The rumours of a haunting at Fredericton’s Boyce Mansion have circulated for decades, making it not exactly a historical haunt but not a true contemporary one either. Boyce Mansion is a large, three storey riverside home used for many years as off-campus housing by the University of New Brunswick. During the home’s time as a residence for male students, young men began sharing what they first thought were unusually vivid dreams with trusted friends. The student would think that he had woken during the night to the touch of a woman’s hand or the soft sound of her voice. Realizing that no older female was apt to be present in Boyce Mansion after dark, he would assume he’d not woken but dreamt the visit. Soon though, more of the young men began seeing the lady, sometimes walking in the halls but often leaning over the beds where they and their friends slept. It was becoming clear that the lady was no dream figure but no ordinary woman either.

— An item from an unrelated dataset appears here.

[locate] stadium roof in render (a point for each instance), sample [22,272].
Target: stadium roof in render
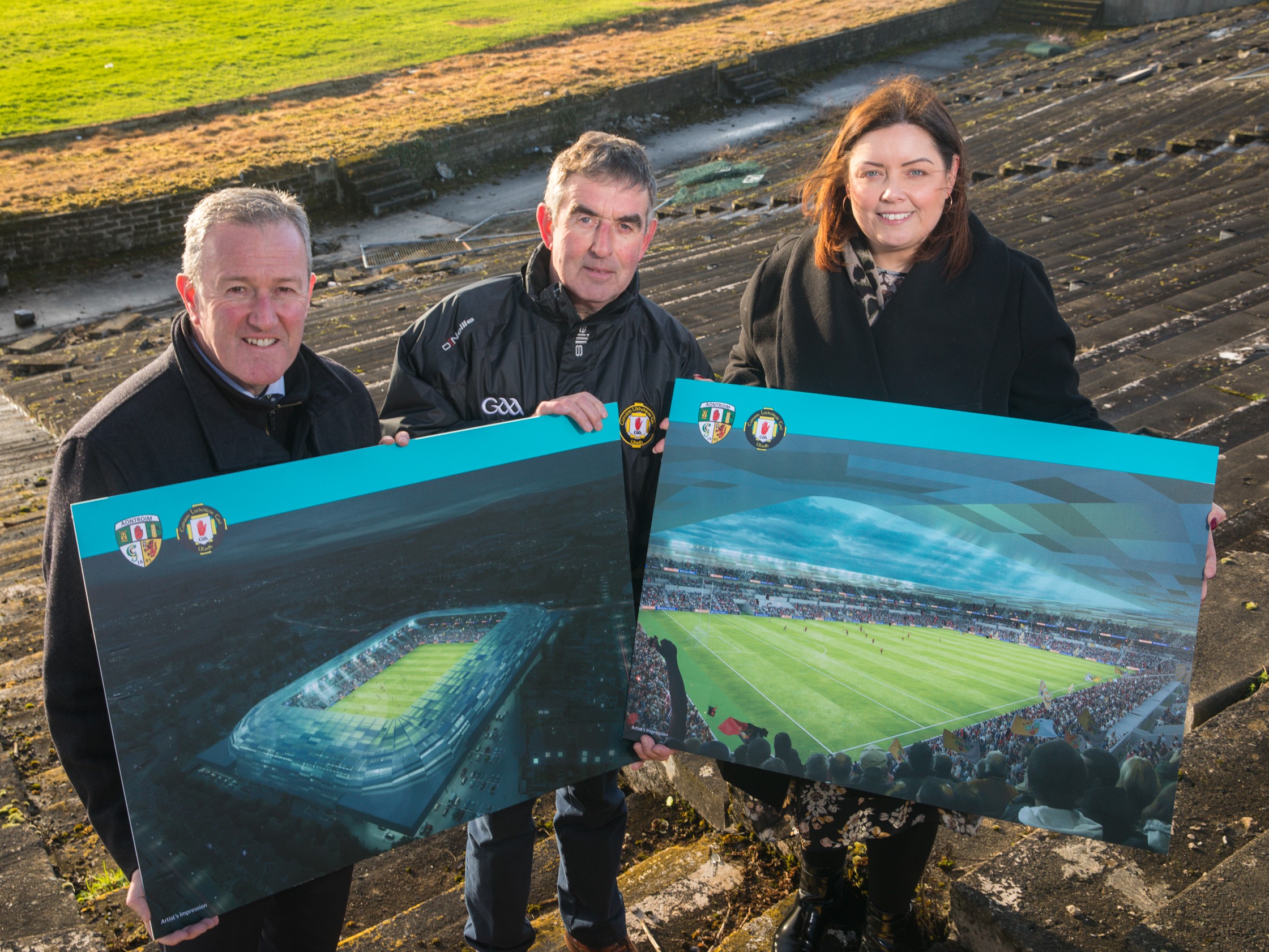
[385,769]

The ghost was a kind lady, said to gently touch male residents as they slept, often running her fingers through their hair as a mother might her young son. If one of the young men woke, she supposedly talked to him in a soft, calming voice, letting him know “It’s all right, dear” and urging him back to sleep. However, there was little comfort gained from a ghostly woman in the night, even a kindly one. The ghost was seen as an intruded, and something needed to be done to restore order.
During a peak in the haunting, the then residence don thought it might help to speak to the ghost directly. Perhaps, he thought, if they could discover the reason she had stayed behind in the mansion they could help her by solving whatever she wished fixed. They, of course, would then hopefully be helped by her moving on. One night, the don stayed awake in his chair, feigning sleep, waiting for the ghost to appear. Drowsy and running out of silent amusements to keep himself alert, he was finally rewarded by the touch of chilled, stiff but delicate fingers brushing his cheek. Being the typically religious man of his day, the don hopped out of his chair and addressed the surprised woman by asking her to explain herself “in the name of the Father, the Son and the Holy Ghost”. Her answer, he later said, was that she was looking for a letter.
From this, the story grew that the Boyce Mansion ghost was the spirit of a woman still mourning her dead son. As her tale goes, many years ago she had raised her family in Boyce Mansion. Eventually, her young son left home, but the two remained close and kept in regular contact via mail. Proud of her boy, she looked forward to his messages, knowing that he was well and starting a promising life for himself. Unfortunately, the young man fell sick with fever. Lonely and afraid, he wrote home to his mother, knowing she would come immediately after reading that he was ill. Soon after posting his letter, he became too sick for any further written communication. Many times over his last days he asked if his mother had finally come only to be disappointed.
The lady of Boyce Mansion was opening her mail one day only to discover a message from the city where her son had been living. He had died, the letter read, and would she be so kind as to come retrieve his body. Her grief only intensified when she arrived to hear of how he had asked for her day after day before his death. Unable to reconcile her guilt at missing his last letter, the one telling her of his illness and begging for her to come to his bedside, she wasted away her remaining years in sadness, eventually dying prematurely in Boyce Mansion. That last letter, it is said, was lost in the mail and never delivered and so she remains in the house, waiting for a letter that will never come.